We start with presenting the idea of the ABNNR work~\cite{ABNNR}, which takes a `good' code over alphabet $\mathbb{F}_2$ and builds an `excellent' code over $\mathbb{F}^d_2$. Consider a bipartite $d$-regular graph $H$ with $n$ nodes on each side that is a $(\gamma, \delta)$-expander \footnote{Recall from the previous lectures that $H$ is a $(\gamma, \delta)$-expander if for each set $S$ of nodes on the left such that $|S| \leq \delta n$, we have $|\Gamma(S)|\geq \delta |S|$, where $\Gamma(S)$ denotes the set of nodes on the right side that have at least one neighbor in $S$.}. Let $C \in \mathbb{F}_2^n$ be a code with distance at least $\delta' n$. For each codeword $c \in C$, we get a codeword $c' \in C_{new}$, as follows: label the $n$ nodes on the left side of $H$ with the bits of the codeword $c$. Then, for each node $v$ on the right side of $H$, label $v$ with the binary string of length $d$ that is made of the labels of the $d$ neighbors of $v$ (ordered consistent with the ordering of nodes of the left side). The codeword $c' \in C_{new}$ consists of the labels of the nodes of the right side, which are $n$ symbols in $\mathbb{F}_{2}^d$. See Figure \ref{fig:ExpanderCode} for an illustration.
\begin{figure}[t]
\centering
\includegraphics[width=9cm]{ExpanderCode.eps}
\label{fig:ExpanderCode}
\caption{Creating a codeword $c' \in C_{new}$ from codeword $c\in C$}
\end{figure}
\begin{theorem} If $C$ is a $[n,k, \delta'n]_2$ code and $H$ is a bipartite $d$-regular $(\gamma, \delta)$-expander graph with $n$ nodes on each side such that $\delta \geq \delta'$, then the new code $C_{new}$ derived as above is a $\{n, \frac{k}{d}, \gamma\delta'n\}_{2^{d}}$ code.
\end{theorem}
\begin{proof}It is easy to check that $C_{new}$ is an additive code. For the dimension, note that $C_{new}$ has $2^k$ codewords, one for each codeword of $C$. These codewords correspond to $2^k=(2^{d})^{\frac{k}{d}}$ messages in alphabet $\mathbb{F}_{2}^{d}$, which can be each expressed via $\frac{k}{d}$ symbols in this alphabet. Thus the dimension of the new code is $\frac{k}{d}$.

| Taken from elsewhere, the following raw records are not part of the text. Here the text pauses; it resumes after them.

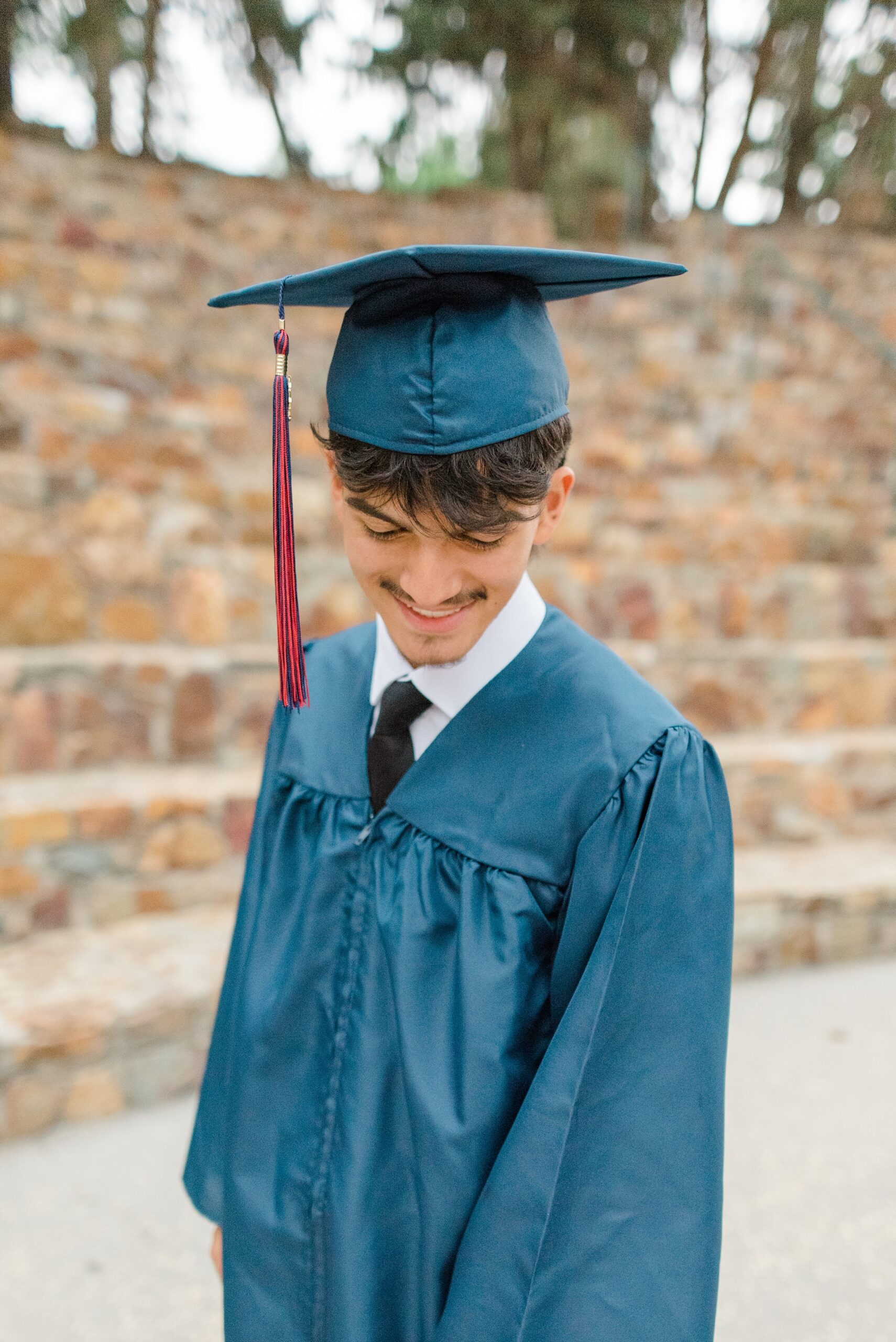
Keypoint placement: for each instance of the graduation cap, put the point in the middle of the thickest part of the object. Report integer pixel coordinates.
(442, 349)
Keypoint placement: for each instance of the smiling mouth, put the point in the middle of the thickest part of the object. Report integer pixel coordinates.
(436, 615)
(422, 619)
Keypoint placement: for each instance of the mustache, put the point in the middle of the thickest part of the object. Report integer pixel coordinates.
(462, 599)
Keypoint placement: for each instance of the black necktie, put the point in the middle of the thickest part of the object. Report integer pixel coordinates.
(391, 749)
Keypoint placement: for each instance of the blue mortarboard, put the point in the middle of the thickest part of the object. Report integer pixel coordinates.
(443, 349)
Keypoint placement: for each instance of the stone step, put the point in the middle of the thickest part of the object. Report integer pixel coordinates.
(813, 787)
(815, 904)
(93, 1020)
(83, 705)
(90, 847)
(97, 1020)
(620, 583)
(97, 846)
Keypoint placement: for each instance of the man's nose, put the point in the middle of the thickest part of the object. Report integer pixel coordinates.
(430, 579)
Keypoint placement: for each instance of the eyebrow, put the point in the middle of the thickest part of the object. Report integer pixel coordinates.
(369, 511)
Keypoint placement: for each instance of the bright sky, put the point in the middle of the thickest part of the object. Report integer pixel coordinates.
(340, 116)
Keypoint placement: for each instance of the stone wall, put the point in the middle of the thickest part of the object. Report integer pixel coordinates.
(731, 535)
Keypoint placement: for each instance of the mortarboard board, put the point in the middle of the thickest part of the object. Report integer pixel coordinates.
(442, 349)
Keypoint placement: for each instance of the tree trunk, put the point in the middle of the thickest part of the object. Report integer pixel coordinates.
(804, 123)
(150, 26)
(763, 58)
(267, 80)
(104, 58)
(7, 30)
(705, 74)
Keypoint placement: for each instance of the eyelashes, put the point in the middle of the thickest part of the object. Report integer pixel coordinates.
(467, 540)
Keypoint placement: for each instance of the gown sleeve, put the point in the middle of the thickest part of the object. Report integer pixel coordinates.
(600, 1220)
(205, 1160)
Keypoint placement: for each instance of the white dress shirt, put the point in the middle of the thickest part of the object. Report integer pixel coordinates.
(450, 688)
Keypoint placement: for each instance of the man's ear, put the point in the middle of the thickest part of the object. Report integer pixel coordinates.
(554, 504)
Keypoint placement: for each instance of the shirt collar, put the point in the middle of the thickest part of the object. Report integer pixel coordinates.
(450, 688)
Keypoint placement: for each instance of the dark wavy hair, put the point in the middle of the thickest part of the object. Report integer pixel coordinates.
(482, 489)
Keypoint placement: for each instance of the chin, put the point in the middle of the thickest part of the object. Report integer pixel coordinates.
(430, 650)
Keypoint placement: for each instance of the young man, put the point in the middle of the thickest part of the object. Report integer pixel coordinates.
(466, 1082)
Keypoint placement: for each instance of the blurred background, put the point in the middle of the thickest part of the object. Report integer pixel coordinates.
(733, 535)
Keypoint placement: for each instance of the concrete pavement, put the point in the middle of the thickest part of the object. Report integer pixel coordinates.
(99, 1243)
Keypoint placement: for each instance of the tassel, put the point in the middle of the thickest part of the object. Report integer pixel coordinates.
(294, 690)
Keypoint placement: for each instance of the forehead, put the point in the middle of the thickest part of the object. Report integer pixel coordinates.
(385, 507)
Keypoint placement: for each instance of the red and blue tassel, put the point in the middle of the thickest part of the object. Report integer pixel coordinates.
(294, 689)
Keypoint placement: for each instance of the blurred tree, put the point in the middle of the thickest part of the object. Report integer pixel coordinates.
(831, 100)
(552, 68)
(7, 37)
(101, 38)
(259, 44)
(258, 39)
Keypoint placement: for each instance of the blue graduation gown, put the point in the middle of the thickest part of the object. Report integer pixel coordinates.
(466, 1081)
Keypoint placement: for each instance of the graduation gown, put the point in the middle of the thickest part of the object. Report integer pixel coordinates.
(466, 1079)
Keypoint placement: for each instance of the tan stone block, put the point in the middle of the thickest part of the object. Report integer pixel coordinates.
(715, 708)
(101, 273)
(340, 607)
(93, 1094)
(32, 1103)
(734, 611)
(34, 730)
(111, 902)
(825, 796)
(16, 345)
(195, 717)
(236, 822)
(54, 445)
(188, 843)
(51, 912)
(608, 447)
(58, 1032)
(104, 820)
(41, 600)
(111, 512)
(199, 605)
(163, 808)
(18, 881)
(130, 621)
(42, 827)
(155, 901)
(576, 529)
(818, 715)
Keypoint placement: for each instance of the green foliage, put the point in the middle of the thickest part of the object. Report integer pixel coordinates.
(552, 66)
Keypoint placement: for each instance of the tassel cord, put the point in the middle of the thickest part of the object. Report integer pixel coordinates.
(294, 691)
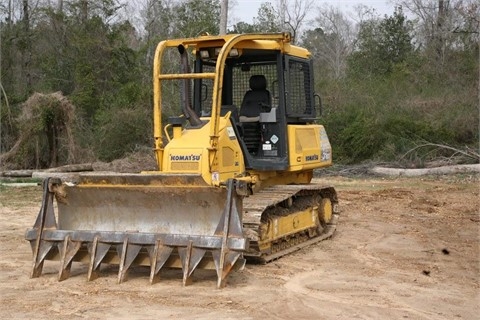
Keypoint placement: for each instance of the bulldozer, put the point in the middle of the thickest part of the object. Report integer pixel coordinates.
(235, 162)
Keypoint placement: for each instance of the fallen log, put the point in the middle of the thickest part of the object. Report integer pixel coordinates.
(16, 173)
(72, 168)
(465, 168)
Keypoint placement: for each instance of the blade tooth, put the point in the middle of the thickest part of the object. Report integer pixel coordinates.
(216, 259)
(129, 253)
(195, 258)
(185, 255)
(97, 250)
(44, 249)
(158, 257)
(223, 270)
(67, 252)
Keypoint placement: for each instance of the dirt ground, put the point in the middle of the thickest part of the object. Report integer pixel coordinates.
(405, 248)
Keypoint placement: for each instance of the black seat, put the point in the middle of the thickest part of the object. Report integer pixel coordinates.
(254, 100)
(256, 97)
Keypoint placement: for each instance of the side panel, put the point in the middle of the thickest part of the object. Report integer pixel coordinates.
(191, 153)
(309, 147)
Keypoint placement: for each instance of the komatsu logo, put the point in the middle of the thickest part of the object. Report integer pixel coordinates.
(191, 157)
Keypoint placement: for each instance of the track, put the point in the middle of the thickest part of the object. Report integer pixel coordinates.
(270, 203)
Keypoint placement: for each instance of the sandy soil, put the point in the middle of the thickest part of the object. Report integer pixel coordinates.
(405, 248)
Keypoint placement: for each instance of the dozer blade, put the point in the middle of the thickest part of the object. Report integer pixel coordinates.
(160, 221)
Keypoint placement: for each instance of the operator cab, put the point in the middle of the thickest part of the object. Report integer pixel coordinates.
(266, 91)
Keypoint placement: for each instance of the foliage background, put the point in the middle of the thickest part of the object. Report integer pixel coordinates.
(394, 88)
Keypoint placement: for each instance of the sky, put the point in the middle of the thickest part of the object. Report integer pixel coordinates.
(246, 10)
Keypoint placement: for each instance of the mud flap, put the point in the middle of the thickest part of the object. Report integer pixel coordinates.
(160, 221)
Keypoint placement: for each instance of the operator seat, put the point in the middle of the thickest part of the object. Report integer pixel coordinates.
(257, 97)
(254, 99)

For the distance, note that each nonzero codeword $c$ of $C$ produces a codeword of $C_{new}$ with at least $\gamma \delta'$ nonzero symbols\footnote{Here, the latter nonzero is with respect to $F_{2}^{d}$ and means an element of $\mathbb{F}_2^{d}$ that is not equal to $\underbrace{(0 , 0, \dots, 0)}_{d \; times}$.}. This is because, let $S$ be a set of $\delta'$ nonzero elements of $c$ (exists because $C$ has distance $\delta'n$). Then the labels of all nodes in $\Gamma(S)$ are non-zero, and we know that since $|S| = \delta' n \leq \delta n$ and $H$ is a $(\gamma, \delta)$-expander, $|\Gamma(S)| \geq \gamma \delta'$.
\end{proof}
If we choose a `good' expander $H$, then $\gamma$ would be close to $d$ which means that in $C_{new}$, we have increased the distance by (almost) a factor of $d$, when compared to $C$. This however comes at the cost of decreasing the rate by a factor of $d$ and increasing the alphabet size exponentially to $2^d$.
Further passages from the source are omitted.